3) The prestressed carbon fiber plate provided by the invention reinforces the upper convex bottom plate, improves the bearing capacity and durability of the variable cross-section beam, shortens the construction period, reduces the manufacturing cost, and belongs to green construction of buildings.

4) The invention reinforces the upper convex bottom plate with large span and large curvature change, the two ends of the carbon fiber plate are both provided with the tensioning bases, one end of the carbon fiber plate is provided with the fixed base, the other end of the carbon fiber plate is provided with the tensioning base, the carbon fiber plate is prestressed by respectively adopting a bidirectional tensioning mode and a unidirectional tensioning mode, and the applicability is strong.

Drawings

FIG. 1 is a schematic structural diagram of a variable cross-section beam after grooves are dug on the bottom surface of the variable cross-section beam;

FIG. 2 is a schematic view of a multi-point anchoring segmented reinforcing structure of a prestressed carbon fiber plate of a variable cross-section beam;

FIG. 3 is a perspective view of the fixed end base body;

FIG. 4 is a cross-sectional view of the body of the anchor end mount taken along the span of the variable cross-section beam;

FIG. 5 is a schematic view of the mounting of the fixed end base body to a variable cross-section beam;

FIG. 6 is a schematic view of a carbon fiber plate clamped by a fixture end base;

FIG. 7 is a perspective view of the intermediate clamping base body;

figure 8 is a cross-sectional view of the intermediate clamping shoe body along the span of the variable cross-section beam;

FIG. 9 is a schematic view of the mounting of the center clamp base body to a variable cross-section beam;

FIG. 10 is a schematic view of a structure for clamping a carbon fiber sheet with an intermediate clamping base;

FIG. 11 is a top view of the tensile anchor device;

FIG. 12 is a perspective view of the base of the tensioning end;

FIG. 13 is a cross-sectional view of the tension end mounts in the direction of the span of the variable section beam;

FIG. 14 is a schematic view of a tensioning end base mounted to a variable section beam;

FIG. 15 is a schematic view of a carbon fiber board being locked with a tensile anchor;

FIG. 16 is a schematic view of the construction of the top plate of the anchor.
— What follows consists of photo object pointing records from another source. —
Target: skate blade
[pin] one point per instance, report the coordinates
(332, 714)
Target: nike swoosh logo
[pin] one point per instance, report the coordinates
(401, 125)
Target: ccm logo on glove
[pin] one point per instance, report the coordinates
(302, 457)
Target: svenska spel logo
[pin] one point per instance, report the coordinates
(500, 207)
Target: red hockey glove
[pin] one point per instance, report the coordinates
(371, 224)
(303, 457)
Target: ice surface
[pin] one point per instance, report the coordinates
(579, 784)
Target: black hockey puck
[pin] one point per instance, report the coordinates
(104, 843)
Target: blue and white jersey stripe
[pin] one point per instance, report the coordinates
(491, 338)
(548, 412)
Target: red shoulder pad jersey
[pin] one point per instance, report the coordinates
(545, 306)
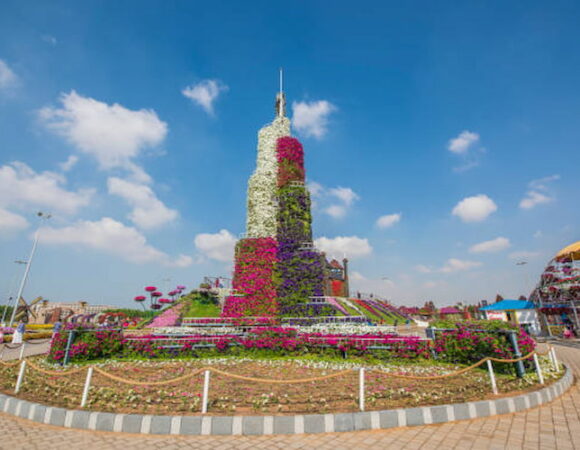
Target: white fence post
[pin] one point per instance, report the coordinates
(492, 376)
(87, 387)
(361, 388)
(22, 347)
(205, 392)
(538, 369)
(551, 356)
(20, 376)
(555, 359)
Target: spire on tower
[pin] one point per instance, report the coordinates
(281, 98)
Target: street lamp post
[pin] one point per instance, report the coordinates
(42, 216)
(10, 297)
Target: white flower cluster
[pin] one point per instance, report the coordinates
(261, 220)
(347, 328)
(203, 331)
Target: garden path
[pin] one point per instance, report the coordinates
(555, 425)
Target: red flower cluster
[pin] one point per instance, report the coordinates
(337, 288)
(290, 160)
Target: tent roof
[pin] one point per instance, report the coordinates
(572, 250)
(506, 305)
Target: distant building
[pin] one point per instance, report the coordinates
(518, 312)
(51, 312)
(336, 278)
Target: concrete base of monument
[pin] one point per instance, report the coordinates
(262, 425)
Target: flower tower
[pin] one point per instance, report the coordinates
(276, 265)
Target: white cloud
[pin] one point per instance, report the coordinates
(311, 118)
(112, 134)
(316, 189)
(336, 211)
(474, 209)
(492, 246)
(205, 93)
(10, 222)
(352, 246)
(357, 276)
(346, 195)
(462, 143)
(8, 78)
(326, 198)
(70, 162)
(458, 265)
(148, 211)
(534, 198)
(538, 193)
(20, 186)
(423, 268)
(219, 246)
(542, 183)
(49, 39)
(112, 237)
(388, 220)
(524, 254)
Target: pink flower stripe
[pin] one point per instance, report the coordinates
(338, 306)
(168, 318)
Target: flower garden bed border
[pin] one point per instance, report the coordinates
(262, 425)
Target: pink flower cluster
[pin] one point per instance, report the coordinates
(168, 318)
(254, 271)
(290, 156)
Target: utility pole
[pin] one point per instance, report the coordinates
(42, 216)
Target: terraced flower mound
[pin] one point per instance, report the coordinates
(228, 395)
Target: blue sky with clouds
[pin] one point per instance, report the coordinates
(441, 139)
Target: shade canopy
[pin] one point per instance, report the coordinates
(508, 305)
(572, 251)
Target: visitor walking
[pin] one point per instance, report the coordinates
(18, 335)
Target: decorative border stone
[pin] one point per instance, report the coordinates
(260, 425)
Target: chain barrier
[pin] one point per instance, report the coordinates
(10, 364)
(54, 372)
(265, 380)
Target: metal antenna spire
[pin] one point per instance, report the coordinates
(281, 79)
(281, 98)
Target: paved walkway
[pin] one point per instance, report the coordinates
(552, 426)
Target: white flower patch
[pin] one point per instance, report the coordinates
(262, 207)
(347, 328)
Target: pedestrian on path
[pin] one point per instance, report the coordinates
(19, 333)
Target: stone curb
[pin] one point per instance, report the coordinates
(260, 425)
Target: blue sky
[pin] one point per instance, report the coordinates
(441, 139)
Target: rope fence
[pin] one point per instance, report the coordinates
(24, 364)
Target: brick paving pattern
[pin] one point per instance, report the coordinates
(555, 425)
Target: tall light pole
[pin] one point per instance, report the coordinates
(10, 297)
(43, 216)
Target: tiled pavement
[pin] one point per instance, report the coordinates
(555, 425)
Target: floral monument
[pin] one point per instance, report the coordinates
(277, 268)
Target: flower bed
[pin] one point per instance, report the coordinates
(228, 396)
(469, 341)
(253, 278)
(260, 340)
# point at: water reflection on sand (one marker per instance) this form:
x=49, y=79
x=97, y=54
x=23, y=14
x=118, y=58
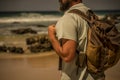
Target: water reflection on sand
x=39, y=67
x=29, y=68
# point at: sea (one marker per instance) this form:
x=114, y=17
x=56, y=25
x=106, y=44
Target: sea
x=38, y=20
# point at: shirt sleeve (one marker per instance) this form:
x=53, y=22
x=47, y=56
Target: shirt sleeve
x=66, y=27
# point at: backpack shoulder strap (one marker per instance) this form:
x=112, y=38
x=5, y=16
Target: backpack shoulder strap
x=90, y=17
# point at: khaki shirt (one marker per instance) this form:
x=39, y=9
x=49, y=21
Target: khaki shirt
x=72, y=26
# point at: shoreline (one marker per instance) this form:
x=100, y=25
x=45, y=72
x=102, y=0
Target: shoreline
x=28, y=55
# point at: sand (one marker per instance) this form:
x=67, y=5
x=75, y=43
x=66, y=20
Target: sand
x=41, y=66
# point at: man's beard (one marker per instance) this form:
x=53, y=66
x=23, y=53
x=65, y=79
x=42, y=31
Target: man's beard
x=64, y=6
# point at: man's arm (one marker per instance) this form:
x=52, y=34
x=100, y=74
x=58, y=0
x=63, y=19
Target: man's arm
x=68, y=48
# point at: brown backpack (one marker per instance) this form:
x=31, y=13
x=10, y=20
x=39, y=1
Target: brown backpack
x=103, y=46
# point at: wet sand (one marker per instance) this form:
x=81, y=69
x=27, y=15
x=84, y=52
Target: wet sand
x=42, y=66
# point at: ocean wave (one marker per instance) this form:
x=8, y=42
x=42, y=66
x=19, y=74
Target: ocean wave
x=29, y=17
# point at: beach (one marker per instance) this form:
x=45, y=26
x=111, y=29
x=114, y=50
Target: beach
x=29, y=67
x=41, y=66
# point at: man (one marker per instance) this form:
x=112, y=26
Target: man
x=69, y=35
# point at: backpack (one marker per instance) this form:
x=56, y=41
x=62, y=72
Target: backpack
x=103, y=42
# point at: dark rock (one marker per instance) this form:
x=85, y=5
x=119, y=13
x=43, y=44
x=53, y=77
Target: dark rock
x=3, y=48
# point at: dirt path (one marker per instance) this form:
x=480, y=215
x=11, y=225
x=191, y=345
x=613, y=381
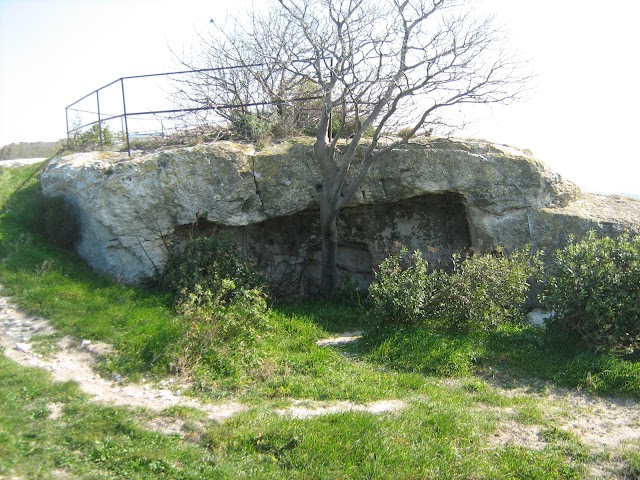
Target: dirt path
x=75, y=360
x=600, y=423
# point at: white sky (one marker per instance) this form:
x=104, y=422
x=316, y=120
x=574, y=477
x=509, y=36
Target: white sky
x=582, y=118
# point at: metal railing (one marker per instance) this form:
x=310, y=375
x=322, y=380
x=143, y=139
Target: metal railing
x=125, y=115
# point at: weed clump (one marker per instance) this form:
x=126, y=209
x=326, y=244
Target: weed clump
x=222, y=309
x=595, y=293
x=205, y=263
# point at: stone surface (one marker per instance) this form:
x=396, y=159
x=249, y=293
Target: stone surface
x=440, y=196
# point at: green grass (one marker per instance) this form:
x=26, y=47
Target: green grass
x=442, y=433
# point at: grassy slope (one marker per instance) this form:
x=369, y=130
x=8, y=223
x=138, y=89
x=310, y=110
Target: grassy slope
x=442, y=434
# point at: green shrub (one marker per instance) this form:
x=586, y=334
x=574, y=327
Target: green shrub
x=403, y=291
x=480, y=293
x=595, y=293
x=205, y=263
x=488, y=290
x=251, y=127
x=220, y=334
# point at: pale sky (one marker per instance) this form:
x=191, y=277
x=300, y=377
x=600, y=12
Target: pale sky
x=581, y=119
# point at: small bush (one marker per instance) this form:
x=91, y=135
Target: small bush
x=205, y=263
x=488, y=290
x=220, y=334
x=595, y=293
x=403, y=291
x=251, y=127
x=480, y=293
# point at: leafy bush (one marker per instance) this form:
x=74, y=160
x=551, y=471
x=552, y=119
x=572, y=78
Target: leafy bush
x=480, y=293
x=595, y=292
x=488, y=290
x=220, y=332
x=403, y=291
x=205, y=263
x=251, y=127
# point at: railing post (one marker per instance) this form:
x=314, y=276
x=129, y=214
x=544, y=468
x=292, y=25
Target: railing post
x=66, y=115
x=124, y=111
x=99, y=117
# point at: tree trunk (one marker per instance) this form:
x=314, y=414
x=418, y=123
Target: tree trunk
x=329, y=233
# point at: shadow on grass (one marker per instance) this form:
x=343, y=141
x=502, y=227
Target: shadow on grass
x=523, y=354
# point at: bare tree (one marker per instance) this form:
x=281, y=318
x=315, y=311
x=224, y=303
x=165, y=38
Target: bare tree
x=374, y=65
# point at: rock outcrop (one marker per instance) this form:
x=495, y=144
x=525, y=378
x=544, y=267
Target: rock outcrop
x=440, y=196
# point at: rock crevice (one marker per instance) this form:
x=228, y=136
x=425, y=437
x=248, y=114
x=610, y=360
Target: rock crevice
x=440, y=197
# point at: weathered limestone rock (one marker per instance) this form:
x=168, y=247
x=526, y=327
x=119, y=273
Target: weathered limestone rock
x=441, y=196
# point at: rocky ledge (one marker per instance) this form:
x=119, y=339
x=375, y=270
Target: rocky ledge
x=439, y=196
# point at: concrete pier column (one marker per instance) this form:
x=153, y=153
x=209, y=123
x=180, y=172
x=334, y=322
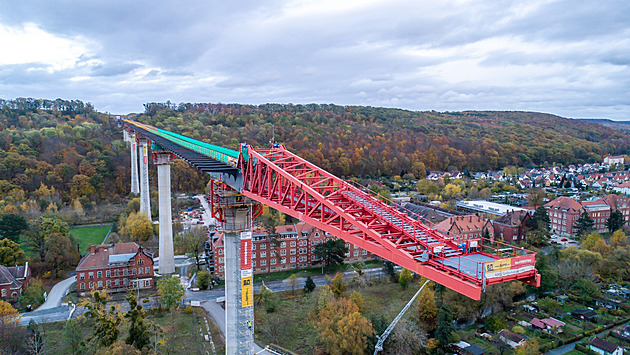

Description of the labeling: 1. the device comprises a carbon fiber plate, 2 parts of a middle clamping base, 201 parts of a clamping base body, 202 parts of a first limiting plate, 3 parts of a fixing base, 301 parts of a fixing base body, 302 parts of a second limiting plate, 4 parts of a tensioning anchoring device, 401 parts of a tensioning end base, 402 parts of a reaction frame, 403 parts of an anchoring frame, 404 parts of a high-strength screw rod, 405 parts of an enlarged end, 406 parts of an anchoring nut, 407 parts of a jack, 408 parts of a top tensioning batten plate, 409 parts of a mounting nut, 4011 parts of a guide hole, 5 parts of a variable cross-section beam, 6 parts of a support, 7 parts of a pier stud, 8 parts of an adhesive anchor bolt, 9 parts of a base nut, 10 parts of a compression strip, 11 parts of a structural adhesive layer, 12 parts of an anchor top plate, 13 parts of an anchor bolt, 14 parts of a groove, 141 parts of a groove deepe.

Detailed Description

For further understanding of the present invention, the present invention will be described in detail with reference to examples, which are provided for illustration of the present invention but are not intended to limit the scope of the present invention.

The construction method for multi-point anchoring and segmented reinforcement of the prestressed carbon fiber plate of the variable-section beam is used for reinforcing the variable-section beam 5, the variable-section beam 5 is erected on a pier column 7 through a support 6, and the thickness of a steel bar protection layer at the bottom of the variable-section beam 5 is 5 cm. The construction method for multi-point anchoring and segmented reinforcement of the prestressed carbon fiber plate of the variable cross-section beam comprises the following steps of:

1) referring to fig. 1, the bottom of the variable cross-section beam 5 is cut to form a groove 14:

1.1) determining the thickness of a concrete protection layer to be chiseled according to the damage condition of the concrete surface layer of the bottom plate of the variable cross-section beam 5 and by considering the design thickness and the surface protection layer thickness of the carbon fiber plate 1 and the thickness of the structural adhesive layer 11, popping out a grooving line on the bottom surface of the beam by a constructor by using an ink box, marking the clear thickness of the concrete to be chiseled, popping out a base mounting position line by using the ink box, and marking the base drilling position on the bottom of the beam;

1.2) cutting along an arc direction by using a cutting machine to form a groove 14, wherein the cutting width of the groove 14 is matched with the width of the carbon fiber plate 1, polishing and flattening the concrete at the bottom of the beam by using an angle grinder, wiping the concrete with dry cloth to ensure that no dust exists, and ensuring that the groove surface is parallel to the bottom of the upper convex beam;

1.3) the groove 14 is deepened corresponding to the positions of the middle clamping base 2, the fixed end base 3 and the tensioning anchoring device 4 to form a groove deepening area 141.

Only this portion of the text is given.